I want to mmap stdin. But I can't mmap stdin.
So I have to call read
and realloc
in a loop, and I want to optimize it by choosing a good buffer size.
fstat
of the file descriptor 0 gives a struct stat
with a member named st_size
, which seems to represent the amount of bytes that are already in the pipe buffer corresponding to stdin.
Depending on how I call my program, st_size
varies between 0 and the full pipe buffer size of stdin, which is about 65520. For example in this program:
#include <stdio.h>
#include <sys/stat.h>
#include <unistd.h>
int main()
{
struct stat buf;
int i;
for (i=0; i<20; i++)
{
fstat(0, &buf);
printf("%lld\n", buf.st_size);
usleep(10);
}
}
We can observe the buffer is still being filled:
$ cc fstat.c
$ for (( i=0; i<10000; i++ )) do echo "0123456789" ; done | ./a.out
9196
9306
9350
9394
9427
9471
9515
9559
...
And the output of this program changes everytime I re-run it.
I'd like to use st_size
for the initial buffer size so I have to do less calls to realloc
.
I have three questions, most important one first:
Can I 'flush' stdin, i.e. wait until the buffer is not being filled anymore ?

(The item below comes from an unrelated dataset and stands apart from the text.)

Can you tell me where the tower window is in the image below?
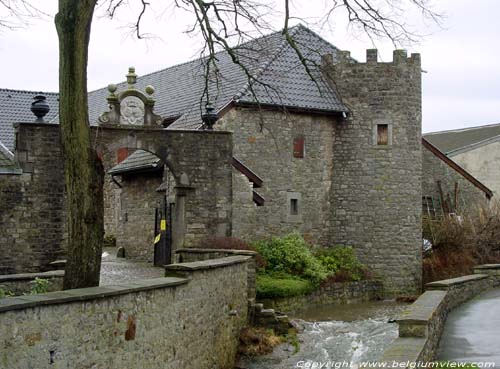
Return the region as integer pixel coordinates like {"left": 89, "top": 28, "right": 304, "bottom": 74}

Could I do better ? Maybe there is another way to optimize this, to make the
realloc
in a loop make feel less dirty.Can you confirm I can't use mmap with stdin ?
Few details:
I wanted to use mmap because I already wrote a program, for educational purpose, that does what
nm
does, using mmap. I'm wondering how it does handle stdin.I know that
st_size
can be 0, in which case I will have no choice but to define a buffer size.I know
stdin
can give more bytes than the pipe buffer size.I want to optimize for educational purpose. There is no imperative need to it.
Thank you